The matchup in itself is fantastic. These are the winningest and third-winningest programs of all time and two of the bluest of blue bloods facing off. Not only that, but these programs are connected in so many ways, a handful of which KU laid out in its release announcing the series. The faces and names that have made both programs elite are bound together much stronger than the fact that the schools have played just 12 times, but seven have come in the NCAA Tournament and two to decide NCAA titles (1957 and 2022).

It’s also the blueprint of what college basketball needs more of, especially that time of year. Yes, football is still going on, but there is an appetite to watch greatness against greatness. The Champions Classic feels like the official kickoff to the season, but it’s alone on an island in terms of marquee matchups until you get to Thanksgiving week (and even those are hit and miss). Old-school coaches like Coach K and Jim Boeheim were known to schedule cupcake after cupcake in November and December, rarely leaving their respective arenas or playing power-five opponents until conference play began. John Calipari has a bit of a reputation for that as well, outside of the Champions Classic.

Meanwhile, coaches like Bill Self, Tom Izzo, and Mark Few have been leading the charge of keeping the sport interesting in the late fall. And it seems like maybe younger coaches are more comfortable following suit. Duke’s Jon Scheyer mentioned a more aggressive scheduling style than his mentor, and so far has shown it by agreeing to a home-and-home with Arizona.

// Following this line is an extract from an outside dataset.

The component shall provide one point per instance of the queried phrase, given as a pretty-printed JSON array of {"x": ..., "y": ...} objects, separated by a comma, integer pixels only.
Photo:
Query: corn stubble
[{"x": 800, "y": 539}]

But it’s not just that Kansas and UNC are playing. It’s where they’re playing. We need more games like this on college campuses and in historic venues. The Champions Classic is great, comparatively, because those fan bases travel, but many of the Thanksgiving tournaments don’t have quite the same reputation. And the trend has been to schedule neutral sites near their home cities for reasons of money and a more level playing field.

Games on college campuses with students in town make the sport so much more relevant leading up to conference play. Kansas and Kentucky playing in the Champions Classic is always good, but when they face off in the Big 12/SEC Challenge in Allen or Rupp, it’s another level. Imagine UCONN traveling to Indiana and Assembly Hall the second week of the season, or UCLA heading up to Gonzaga to play in the Kennel.

Credit to Self and Hubert Davis for signing off on this series. The calendars are officially circled for November 8, 2024 and November 14, 2025. Now let’s hope others follow.